My heart was racing. It was 3: 55 pm on June 5th and no matter how many times I refreshed my inbox, there was no news from Global Citizen Year. “Maybe it’s time to accept that I wasn’t accepted,” I thought to myself, 20 seconds before the phone rang with a message that would indeed change my life. When the Global Citizen Year staff told me that I had not only been accepted into the program, but that I’d been given a fully-funded fellowship, I didn’t know what to do. I didn’t know what to say. My cheeks were flushed. I felt nervous and shaky and shocked and excited and scared and happy and sad all at the same time. A million questions flooded my mind. Even as I write this, I still cannot believe that I will be going to Senegal.
There is a mystery behind it all. I don’t know who I will be staying with. I don’t know what city I will live in. I barely speak French. I don’t know a word of Wolof. There is a mystery and curiosity behind what will happen when I arrive in California for Orientation on August 21. Who will I meet? Will the Fellows joining me in Africa become a set of friends I consider my family by the end of our stay? Or will they be simple strangers and stay that way? As I said, a million questions, curiosities, fears, doubts, and hopes.

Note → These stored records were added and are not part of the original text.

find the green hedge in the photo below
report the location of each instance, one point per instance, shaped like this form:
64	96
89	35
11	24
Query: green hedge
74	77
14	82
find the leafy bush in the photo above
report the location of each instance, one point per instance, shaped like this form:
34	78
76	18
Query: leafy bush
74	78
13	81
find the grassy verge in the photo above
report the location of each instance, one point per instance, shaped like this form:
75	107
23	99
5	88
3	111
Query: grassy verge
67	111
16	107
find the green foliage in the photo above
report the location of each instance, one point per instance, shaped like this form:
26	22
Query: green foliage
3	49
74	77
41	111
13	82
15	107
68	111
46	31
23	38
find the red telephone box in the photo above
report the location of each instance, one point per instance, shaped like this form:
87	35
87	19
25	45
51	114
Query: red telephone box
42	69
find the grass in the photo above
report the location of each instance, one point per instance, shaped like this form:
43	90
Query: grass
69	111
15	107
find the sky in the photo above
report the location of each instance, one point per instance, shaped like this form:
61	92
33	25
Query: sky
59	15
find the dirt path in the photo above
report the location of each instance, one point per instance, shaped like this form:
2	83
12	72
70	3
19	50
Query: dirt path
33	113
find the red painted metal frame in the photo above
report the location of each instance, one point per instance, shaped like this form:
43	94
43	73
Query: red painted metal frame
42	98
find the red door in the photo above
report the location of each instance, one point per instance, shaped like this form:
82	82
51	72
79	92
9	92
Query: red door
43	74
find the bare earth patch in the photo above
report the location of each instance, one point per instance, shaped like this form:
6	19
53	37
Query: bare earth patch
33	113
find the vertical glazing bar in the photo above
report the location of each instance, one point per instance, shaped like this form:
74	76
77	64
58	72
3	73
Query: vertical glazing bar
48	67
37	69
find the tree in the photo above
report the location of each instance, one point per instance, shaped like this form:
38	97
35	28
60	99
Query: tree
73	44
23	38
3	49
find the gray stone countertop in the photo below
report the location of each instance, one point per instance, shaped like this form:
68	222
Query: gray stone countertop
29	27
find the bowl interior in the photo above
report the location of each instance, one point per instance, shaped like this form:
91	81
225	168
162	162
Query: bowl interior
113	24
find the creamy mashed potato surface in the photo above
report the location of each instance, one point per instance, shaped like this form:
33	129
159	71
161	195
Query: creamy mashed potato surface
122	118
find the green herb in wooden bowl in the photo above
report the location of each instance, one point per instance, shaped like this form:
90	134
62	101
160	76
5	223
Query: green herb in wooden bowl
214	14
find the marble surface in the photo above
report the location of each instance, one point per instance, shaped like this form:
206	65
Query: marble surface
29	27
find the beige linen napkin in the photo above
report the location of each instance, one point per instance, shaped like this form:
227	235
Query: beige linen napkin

All I can really say for sure is that this a new beginning in my life. I have traveled before. I’ve lived in Northern Africa (Morocco) for many years of my life. But this is so different in so many ways. The biggest difference being that I will not be with my family, who have always traveled with me, who have always supported me and stood by my side as we adjusted to new countries, cities, and continents. So cheers to a new beginning, a new chapter. With a positive outlook and ambition and hope, I’m sure that this year will pass by in a blink of an eye, and by the end, I know I’ll be saying, “Wow. Look how everything has changed.”